Команда проекта (слева направо): Кристиан Эггер, научный сотрудник Института Вычислительной Инженерии (ICE) Университета OST, профессор Кристоф Вюрш, преподаватель Института ICE, и инженер по НИОКР Робин Ветч.

Цилиндрическая испытательная гильза использовалась как эталон качества. Болт, закрытый гильзой, должен точно устанавливаться внутрь этого контрольного калибра, т.е. гильза не должна охватывать болт слишком туго или слишком слабо. На основе моделирования процесса охвата методом конечных элементов (МКЭ), были определены параметры, способные оказать существенное влияние на результаты создания оболочки. Далее последовали многочисленные испытания оболочки, во время которых все важные данные с двух сервоцилиндров регистрировались посредством программных осциллографов TwinCAT Scope в режиме реального времени. Они включали, например, потребление электроэнергии, крутящий момент и ошибки вследствие запаздывания серводвигателей.

Интеграция ML в контроллер станка

В рамках классической платформы машинного обучения – в данном случае Scikit Learn – была разработана и обучена очень надежная регрессионная модель машинного обучения на основе записанных тестовых данных. Работа с платформой ML включает подготовку и создание выборки данных, моделирование и обучение подходящим алгоритмам ML, а также их оценка. Результатом этих шагов является подготовленная модель ML, которая отображает отношение между входящими и целевыми данными. Интерфейс для развертывания модели ML в ПО TwinCAT 3 является открытым, как и интерфейс для данных. Здесь, файл обмена формата ONNX (Open Neural Network Exchange) поддерживается в качестве установленного стандарта.

Следующим этапом в проекте была интеграция обученных ML-моделей в режиме реального времени в контроллер станка. Для этого использовался TwinCAT 3 Neural Network Inference Engine (TF3810), так что по словам Робина Ветча конвертируемую в ONNX-формат модель легко реализовывать в среде реального времени TwinCAT с помощью всего нескольких строк кода. Для развертывания модели ML в TwinCAT 3 экспортируемая модель ML конвертируется в двоичный формат (.bml), а затем сохраняется в целевой системе (Embedded PC или ПК для шкафов управления).

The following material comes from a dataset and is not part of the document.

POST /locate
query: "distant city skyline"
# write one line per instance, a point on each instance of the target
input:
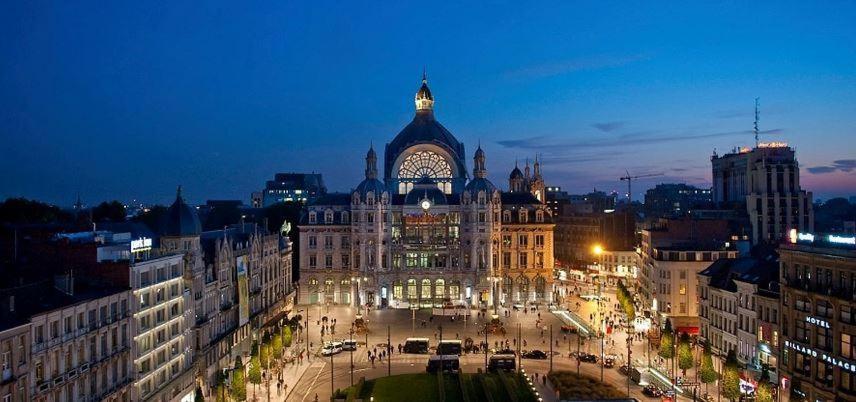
(128, 101)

После загрузки файла в формате .bml, модель среды выполнения конфигурируется таким образом, что точные вычислительные операции, необходимые для анализа модели ML, эффективно выполняются в ЦП промышленного ПК. Это гарантирует, что результирующий модуль является компонентом логического вывода, работающим в режиме реального времени, который интегрируется в TwinCAT 3 и поддерживает все известные способы программирования в TwinCAT 3: вызов модуля из ПЛК, из C/C++ или напрямую посредством циклических задач.

Представление ширины гильзы как один из критериев качества оболочки.
Представление ширины гильзы как один из критериев качества оболочки.

Результаты проекта

При выполнении модели ML, обученной для обследования анкерного болта, высота и ширина охватывающей гильзы оцениваются с точностью +/-0,15 мм, что соответствует относительной погрешности в 2%. Отверстие гильзы можно оценить с относительной погрешностью 10%. В качестве упрощенного приближения можно установить, что испытуемая гильза в достаточной степени определяет высоту и ширину охватывающей гильзы. Для этого использовалась нейронная сеть типа MLP (Multi Layer Perceptron). Отправными точками модели являются расчетные значения ширины, высоты и отверстия гильзы. С помощью простых предельных значений, заданных в ПЛК, в дополнение к регрессии можно реализовать простую классификацию.

По мнению Робина Ветча, благодаря контролю качества на основе данных, компания получает многочисленные преимущества. Таким образом, 100% поточный контроль качества можно реализовать без использования дополнительных датчиков или испытательных установок. Более того, данные о качестве, доступные для каждого процесса охвата, можно использовать для более подробного анализа. Возможность работы ML-решения в режиме реального времени обеспечивает идеальную основу для реализации механизмов раннего выявления и отбраковывания деталей с неудовлетворительными характеристиками. И наконец, детализированное представление тренда через TwinCAT HMI обеспечивает своевременное реагирование оператора.